Thursday, July 19, 2018

Manure Pumping – Viscosity, Flow Estimation, and going Beyond Hazen-Williams


When we design pumping systems, we are out to pick a pump and pipe combination that helps us to be efficient. In terms of the flow rate, we are trying to achieve the amount of pressure we need to get there and to get the pump to operate in an efficient range of it is operating rate.
There are several approaches to doing this, ranging from the Hazen-Williams equation (an empirical relationship which relates the flow of water in a pipe with the physical properties of the pipe and the pressure drop caused by friction) to the Darcy-Weisbach method (which is does essentially the same thing, but takes into account fluid density as well as viscosity, so it can be used with fluids other than water). So, this brings us to the question, which one should we use when we are trying to estimate manure flow rates?

The truth is even though Hazen-Williams is only for water, in most cases it will be accurate enough for manure and give us an idea of what is happening, but at least in theory the Darcy-Weisbach method is more accurate if viscosity becomes high. This leads us to a discussion of viscosity, how manures are different than water as a fluid, and what this means.

Viscosity is a measure of a fluid’s resistance to motion under an applied force. Our classic example of this is to compare water and honey; honey has a thicker consistency so when we coat our spoon with it and tip the spoon it flows off slowly, while the water slides right off, so we say the honey is more viscous than water. From this it may become clear that if we were trying to pump honey with the same setup we were pumping water with, the flow rate would be much lower, because the viscosity makes the honey harder to pump.
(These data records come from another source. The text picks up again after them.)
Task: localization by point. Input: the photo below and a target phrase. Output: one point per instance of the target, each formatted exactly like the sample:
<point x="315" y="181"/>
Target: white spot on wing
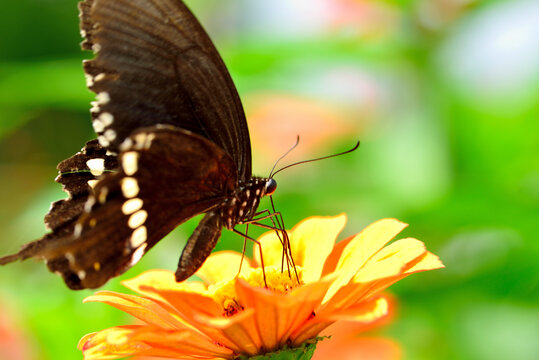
<point x="89" y="204"/>
<point x="95" y="107"/>
<point x="129" y="162"/>
<point x="137" y="255"/>
<point x="106" y="119"/>
<point x="81" y="274"/>
<point x="103" y="97"/>
<point x="130" y="187"/>
<point x="103" y="195"/>
<point x="127" y="144"/>
<point x="99" y="77"/>
<point x="96" y="166"/>
<point x="103" y="141"/>
<point x="89" y="80"/>
<point x="137" y="219"/>
<point x="110" y="135"/>
<point x="77" y="231"/>
<point x="138" y="237"/>
<point x="132" y="205"/>
<point x="70" y="258"/>
<point x="98" y="125"/>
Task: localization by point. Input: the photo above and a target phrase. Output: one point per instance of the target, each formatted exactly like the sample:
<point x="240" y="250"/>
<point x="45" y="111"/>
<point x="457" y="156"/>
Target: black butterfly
<point x="172" y="143"/>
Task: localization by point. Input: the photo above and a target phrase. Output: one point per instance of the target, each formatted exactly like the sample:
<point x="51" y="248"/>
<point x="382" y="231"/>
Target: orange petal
<point x="181" y="344"/>
<point x="223" y="266"/>
<point x="112" y="343"/>
<point x="311" y="240"/>
<point x="355" y="348"/>
<point x="161" y="280"/>
<point x="428" y="262"/>
<point x="143" y="309"/>
<point x="365" y="312"/>
<point x="195" y="309"/>
<point x="333" y="258"/>
<point x="391" y="260"/>
<point x="122" y="341"/>
<point x="278" y="315"/>
<point x="361" y="248"/>
<point x="239" y="329"/>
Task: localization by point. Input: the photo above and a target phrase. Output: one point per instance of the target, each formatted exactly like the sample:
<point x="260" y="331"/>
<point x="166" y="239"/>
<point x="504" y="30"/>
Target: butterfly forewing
<point x="172" y="143"/>
<point x="155" y="64"/>
<point x="132" y="209"/>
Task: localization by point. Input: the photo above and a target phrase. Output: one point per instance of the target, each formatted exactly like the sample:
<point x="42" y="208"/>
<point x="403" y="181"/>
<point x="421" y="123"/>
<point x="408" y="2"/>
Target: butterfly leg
<point x="244" y="249"/>
<point x="278" y="225"/>
<point x="247" y="237"/>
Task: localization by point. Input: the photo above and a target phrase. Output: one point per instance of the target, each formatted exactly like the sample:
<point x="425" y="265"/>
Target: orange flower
<point x="226" y="315"/>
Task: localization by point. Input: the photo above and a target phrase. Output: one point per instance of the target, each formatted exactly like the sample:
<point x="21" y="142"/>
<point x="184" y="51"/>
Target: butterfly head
<point x="270" y="187"/>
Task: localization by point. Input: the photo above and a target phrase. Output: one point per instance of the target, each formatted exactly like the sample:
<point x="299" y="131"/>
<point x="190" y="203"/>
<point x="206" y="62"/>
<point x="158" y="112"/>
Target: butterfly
<point x="172" y="142"/>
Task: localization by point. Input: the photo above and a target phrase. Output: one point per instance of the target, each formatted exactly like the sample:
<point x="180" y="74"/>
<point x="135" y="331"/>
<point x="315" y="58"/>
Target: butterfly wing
<point x="155" y="64"/>
<point x="165" y="176"/>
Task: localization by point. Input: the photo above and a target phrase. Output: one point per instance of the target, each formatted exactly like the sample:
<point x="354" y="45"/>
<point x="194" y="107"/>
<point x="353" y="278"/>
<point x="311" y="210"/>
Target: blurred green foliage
<point x="450" y="145"/>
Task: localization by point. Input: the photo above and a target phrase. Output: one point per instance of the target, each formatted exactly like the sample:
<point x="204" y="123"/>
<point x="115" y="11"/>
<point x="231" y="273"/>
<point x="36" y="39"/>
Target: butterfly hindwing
<point x="132" y="209"/>
<point x="155" y="64"/>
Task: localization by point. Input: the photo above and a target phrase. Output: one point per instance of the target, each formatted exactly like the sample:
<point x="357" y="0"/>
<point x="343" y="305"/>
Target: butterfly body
<point x="172" y="143"/>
But what about manure – this is where things get even more complicated. Water and honey are what we call Newtonian fluids.  Their viscosity is dependent only on the temperature of the fluid, but manure is more complex than that and is a shear-thinning fluid, meaning its viscosity if dependent on temperature, but also on the shear rate (basically the flow rate). The faster we shear it the easier it becomes to shear it.

Here we are going to look at a slightly different question, how does the solids content of the manure, impact viscosity. You can see this relationship in figure 1, basically higher solids content leads to more viscosity. For reference, the viscosity of water is essentially 1 centipoise so if we take all the solids out of the liquid manure, it is really close to water, but a solids content of about 8% which is pretty typical of deep pit finishing swine manures we have a viscosity of 3.65 centipoise (or higher than the viscosity of water). This may sound like a lot, but it is essentially the same as kerosene (honey on the other hand is 1,500).
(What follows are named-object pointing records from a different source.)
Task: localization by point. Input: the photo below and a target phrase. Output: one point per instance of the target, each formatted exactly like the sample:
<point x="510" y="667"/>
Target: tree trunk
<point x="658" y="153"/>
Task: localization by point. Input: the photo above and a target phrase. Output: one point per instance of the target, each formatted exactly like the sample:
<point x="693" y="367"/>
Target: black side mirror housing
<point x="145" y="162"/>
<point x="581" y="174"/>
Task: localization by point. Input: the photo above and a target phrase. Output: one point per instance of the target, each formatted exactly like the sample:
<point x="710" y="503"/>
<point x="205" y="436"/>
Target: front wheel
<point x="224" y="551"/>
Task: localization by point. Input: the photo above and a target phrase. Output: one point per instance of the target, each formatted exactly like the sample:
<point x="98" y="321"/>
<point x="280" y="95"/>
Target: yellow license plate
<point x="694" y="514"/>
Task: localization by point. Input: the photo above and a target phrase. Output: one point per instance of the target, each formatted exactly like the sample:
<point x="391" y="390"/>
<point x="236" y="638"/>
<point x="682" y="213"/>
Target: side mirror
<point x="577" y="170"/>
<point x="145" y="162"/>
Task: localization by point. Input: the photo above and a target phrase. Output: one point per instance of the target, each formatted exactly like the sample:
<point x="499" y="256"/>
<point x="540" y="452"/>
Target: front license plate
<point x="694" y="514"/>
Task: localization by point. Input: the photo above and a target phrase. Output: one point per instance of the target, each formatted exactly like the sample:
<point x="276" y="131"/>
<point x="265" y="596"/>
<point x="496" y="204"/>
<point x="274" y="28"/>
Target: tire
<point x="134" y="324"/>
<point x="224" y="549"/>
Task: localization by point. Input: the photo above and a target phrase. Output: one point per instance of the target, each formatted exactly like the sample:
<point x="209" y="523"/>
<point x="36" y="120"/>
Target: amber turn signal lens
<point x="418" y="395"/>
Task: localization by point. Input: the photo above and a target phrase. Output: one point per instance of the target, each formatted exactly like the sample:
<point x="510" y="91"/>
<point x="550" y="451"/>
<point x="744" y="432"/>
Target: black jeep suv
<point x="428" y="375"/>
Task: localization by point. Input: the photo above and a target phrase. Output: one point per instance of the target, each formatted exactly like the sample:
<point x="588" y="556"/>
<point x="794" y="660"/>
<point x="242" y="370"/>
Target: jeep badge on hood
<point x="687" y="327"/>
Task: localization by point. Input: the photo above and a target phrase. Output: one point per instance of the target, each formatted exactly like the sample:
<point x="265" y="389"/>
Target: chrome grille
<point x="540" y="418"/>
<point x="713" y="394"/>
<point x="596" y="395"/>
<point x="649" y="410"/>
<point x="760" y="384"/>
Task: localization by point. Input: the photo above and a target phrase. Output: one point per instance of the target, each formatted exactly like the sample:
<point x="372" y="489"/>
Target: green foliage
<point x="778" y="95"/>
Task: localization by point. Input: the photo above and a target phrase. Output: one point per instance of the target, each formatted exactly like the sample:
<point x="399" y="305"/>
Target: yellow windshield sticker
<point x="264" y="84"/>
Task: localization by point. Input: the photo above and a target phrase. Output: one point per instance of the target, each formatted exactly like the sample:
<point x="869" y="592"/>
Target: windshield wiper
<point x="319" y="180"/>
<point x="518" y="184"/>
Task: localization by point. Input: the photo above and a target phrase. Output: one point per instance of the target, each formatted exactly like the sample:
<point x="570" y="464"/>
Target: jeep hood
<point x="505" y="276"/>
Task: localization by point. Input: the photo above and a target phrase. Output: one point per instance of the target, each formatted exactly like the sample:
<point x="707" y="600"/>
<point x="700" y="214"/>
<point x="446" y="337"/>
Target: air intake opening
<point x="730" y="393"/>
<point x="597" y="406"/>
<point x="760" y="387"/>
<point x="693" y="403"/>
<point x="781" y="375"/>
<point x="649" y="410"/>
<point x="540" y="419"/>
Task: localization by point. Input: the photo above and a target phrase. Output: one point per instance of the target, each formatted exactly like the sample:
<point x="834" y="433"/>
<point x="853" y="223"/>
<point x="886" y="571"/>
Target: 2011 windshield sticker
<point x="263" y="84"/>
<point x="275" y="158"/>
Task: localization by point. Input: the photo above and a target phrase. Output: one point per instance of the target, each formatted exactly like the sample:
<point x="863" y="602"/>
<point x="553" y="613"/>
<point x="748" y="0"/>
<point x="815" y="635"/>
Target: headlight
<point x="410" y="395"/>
Figure 1. Relationship between solids content in swine finishing manure and the measured viscosity.

To see what this might mean, let’s assume we have an 8-inch diameter pipe and the fluid inside is flowing at 10 feet/second, we’ll just assume smooth pipe that is 1-mile long. Our question will be how much extra pressure is needed if the viscosity of the manure is 3.65 centipoise instead of the 1 centipoise it would be for water. This can be calculated using equation 1, where hf is the head loss in feet, f is the Darcy friction factor, L is the length of the pipe, D is the diameter, V is the velocity of the fluid, and g is the gravitational constant.
                            hf = fLV2/(2Dg)                                      (1)
You may note that viscosity doesn’t show up anywhere in this equation and wonder what all the fuss was about, but it is hidden in the Darcy friction factor, f, which can be approximated using equation 2.
                   1/sqrt(f) = 2log(Re*sqrt(f)) -0.8                         (2)
For water under these conditions, I’d estimate we need to supply about 136 feet of pressure head. If we repeat the calculation for manure assuming a viscosity that is 3.65 times higher like we measured on in our viscosity analysis it would only reduce the pressure loss to 172 feet, or by about 25%. Just for fun, if you compare this to what we’d get using the Hazen-Williams equation, you’d estimate something like 160 feet of heat loss in those flow conditions.  All this to say, while in theory it seems like it would be nice to incorporate viscosity into our flow estimation, generally the uncertainties in all the variables and the variability of manure make using the Hazen-Williams approach good enough for flow and pumping problems.